Crashing Microsoft's Patent Extortion Campaign by Leaking Proprietary Code
- Dr. Roy Schestowitz
- 2013-07-26 18:22:21 UTC
- Modified: 2013-07-26 18:22:21 UTC
Summary: The kernel debate that's really worth having, not some storm in a teacup over feminism
The other day we wrote about the latest Samsung scandal [1, 2, 3] which looks like another GPL violation (not the first). Just like LG and smaller players such as TomTom, Samsung pays Microsoft for FAT patents. We need to stop this.
“Honestly," says one person who took action, "I don’t understand how it’s even possible to patent any filesystem. It’s not a concept, it’s a variation of having a structured array of bytes on a block device.”
Here is
who's behind the code leak, which seems to reveal GPL violation and is therefore whistleblowing (protected by law):
A student and programmer using the name “rxrz” has posted a large chunk of a proprietary Microsoft file-system software to GitHub, claiming that she’s liberating it for the open source world. She says that the software was leaked from Samsung, and that it also contains some code from the Linux kernel. That, she argues, makes it de facto open source under the terms of the Gnu General Public License.
“All I’ve done is given the community of open source developers and linux/android users a way to finally share data between all major OS’s without any excessive impact on the performance,” she wrote on GitHub.
In an email interview, rxrz wouldn’t give her name, but said that she was a nineteen year old female student from the European Union.
She posted the code last month, but only gained widespread notice on Linux discussion forums this week.

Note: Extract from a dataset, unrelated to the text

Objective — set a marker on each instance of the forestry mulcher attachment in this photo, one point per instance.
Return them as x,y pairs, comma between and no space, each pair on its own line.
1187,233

This debate needs to go mainstream. Instead of debating a gender war on the Linux development lists (no, we won't entertain this flamebait here) we should speak about GPL violations. It involves a female leaker showing code from a female developer at Samsung and it is about justice, not some self-inflicted offence over 'rude' words. Yes, Torvalds needs to tone down his language, but this has already mushroomed to become some distracting storm involving militant feminists (including an employee of
a criminal company) and opportunistic misogynists, which just helps discredit Linux in the same way some tried to
discredit GNU several years ago. Let's talk about patents and technical issues, not some distracting gossip.